Charlton 1, Newcastle 1.
Had Steve Harper sought out Dean Kiely for a consolatory drink in south-east London on Saturday evening, it would have come as little surprise.
Newcastle's second-choice keeper has now gone more than two-and-a-half seasons without a league appearance while Kiely, having grown tired of warming the bench, this year retired from international football with only a handful of senior caps to his name.
The Charlton keeper, who can empathise with Harper's role at St James's Park, was subjected to good-humoured chants of "Ireland's number two" by the visiting United fans as two committed sides battled out a hard-fought 0-0 draw at The Valley.
With Ireland's number one underlining his class at the opposite end by delivering the game's key contribution on the occasion of his 250th appearance as a Magpie, it was plain to see why the pair's careers have yet to reach the heights their respective talents undoubtedly warrant.
Shay Given, characteristically efficient and unassuming in Newcastle's net, showed the full range of his repertoire to ensure that, although his side were often under siege, they preserved the parity they barely deserved.
In doing so, the in-form 27-year-old, making his 108th consecutive top-flight start, kept Sir Bobby Robson's men ahead of Charlton in the fascinating fight to secure Champions League football; the value of that cannot be underestimated.
"When they got through our defence, Charlton found themselves facing a great goalkeeper," admitted Alan Shearer who, having already plundered 15 league goals this season, has become accustomed to being the Magpies' main man.
It takes something extraordinary to outshine Premiership football's most-clinical campaigner.
That it was Given who claimed the plaudits raised few eyebrows within the visitors' dressing room.
"We see Shay every day in training, we know he's a top-drawer keeper," said Shearer, whose hopes of adding to his tally were stifled by the commanding presence of Jonathan Fortune.
"I wouldn't say that was one of the best performances I've seen from him, it's just what we expect. Shay's one of the best goalkeepers around, we appreciate how good he is."
Few will have appreciated Given's resolute display more than Andy O'Brien and Aaron Hughes who, in the absence of the injured Jonathan Woodgate and suspended Titus Bramble, formed an uncertain and unexpected defensive partnership.
Although Robson gave Nikos Dabizas a glowing endorsement on the eve of this game, the Greek international, yet to feature this season, found himself sitting in the stands.

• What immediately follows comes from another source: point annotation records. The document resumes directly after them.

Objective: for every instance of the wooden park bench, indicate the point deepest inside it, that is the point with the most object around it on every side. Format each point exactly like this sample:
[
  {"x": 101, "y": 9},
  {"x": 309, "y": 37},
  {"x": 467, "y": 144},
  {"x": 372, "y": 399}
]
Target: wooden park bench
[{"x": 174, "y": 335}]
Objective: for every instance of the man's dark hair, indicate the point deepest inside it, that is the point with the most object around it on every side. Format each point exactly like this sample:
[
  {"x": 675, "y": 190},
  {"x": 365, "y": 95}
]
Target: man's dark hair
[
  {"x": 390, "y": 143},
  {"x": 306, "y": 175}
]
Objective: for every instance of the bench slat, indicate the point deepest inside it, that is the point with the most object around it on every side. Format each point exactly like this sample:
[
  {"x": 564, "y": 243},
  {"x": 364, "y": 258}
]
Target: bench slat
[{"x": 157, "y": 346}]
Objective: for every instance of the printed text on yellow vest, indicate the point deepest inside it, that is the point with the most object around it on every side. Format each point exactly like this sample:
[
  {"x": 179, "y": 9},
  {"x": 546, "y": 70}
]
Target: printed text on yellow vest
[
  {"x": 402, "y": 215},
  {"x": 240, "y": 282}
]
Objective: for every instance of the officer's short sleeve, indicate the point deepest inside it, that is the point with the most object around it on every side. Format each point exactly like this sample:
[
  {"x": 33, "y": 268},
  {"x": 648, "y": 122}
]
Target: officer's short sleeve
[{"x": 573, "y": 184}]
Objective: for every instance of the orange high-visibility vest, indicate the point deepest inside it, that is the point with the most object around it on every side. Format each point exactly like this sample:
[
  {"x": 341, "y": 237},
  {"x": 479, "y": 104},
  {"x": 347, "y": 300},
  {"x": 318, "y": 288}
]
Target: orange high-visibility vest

That Steve Caldwell was on the bench said much about United's squad.
Robson preferred to switch Hughes from right-back and field Nolberto Solano in an unfamiliar position in his stead rather than rely on the merits of his fringe performers.
It had been, as the St James's Park boss later admitted, a considerable gamble against a Charlton team well worthy of their top-six status.
Yet, thanks to the efforts of his dependable number one, Robson got away with it.
Initially, the situation looked promising. Solano's attacking instincts added an extra dimension to Newcastle's armoury and, although a string of early crosses from the positive Peruvian didn't get the finishing touch they deserved, the Magpies looked dangerous going forward.
Kiely atoned for dropping a corner at Gary Speed's feet by blocking the Welshman's shot; the diligent Scott Parker, covering his keeper, scrambled Laurent Robert's powerful rebound attempt off the line to spare the Addicks' blushes.
It had been a far from convincing opening by the lethargic Londoners. Yet, once Jason Euell had exposed cracks in the United defence to force an exposed Given into an astute seventh-minute save, the face of the game changed completely.
A back-line short of assurance faced an onslaught. Euell, having previously wasted a golden opportunity, capitalised on a mistake by the harried-looking Hughes to fire against the post; first to react to the rebound, the striker was thwarted by Given.
Better was to come from a player who is on course to break the Premiership's record for consecutive appearances next month, a feat which is testament to his high standards.
When Paolo Di Canio's curling effort was deflected by Euell, Given reacted instantly.
The way in which he recovered to push Graham Stuart's header over his crossbar was applauded by both sets of fans at The Valley. Robert almost rubbed salt in Charlton wounds when, on a rare break in the home barrage, he fired a stinging shot at Kiely.
The Addicks keeper has learnt much from working with Given, as his smart save showed.
The pattern continued for a while after the interval as Charlton's determination to stop their recent slide shone through. Olivier Bernard hacked away an effort from Stuart, while Holland headed over.
And, when Stuart latched on to a precise pass from Radostin Kishishev, only to be denied by the advancing Given, the writing was on the wall.
Any attacking fluency and cohesion quickly drained from the game.
And, while both Robson and Alan Curbishley would both declare themselves happy with a share of the points, no-one will have left The Valley more satisfied than Given.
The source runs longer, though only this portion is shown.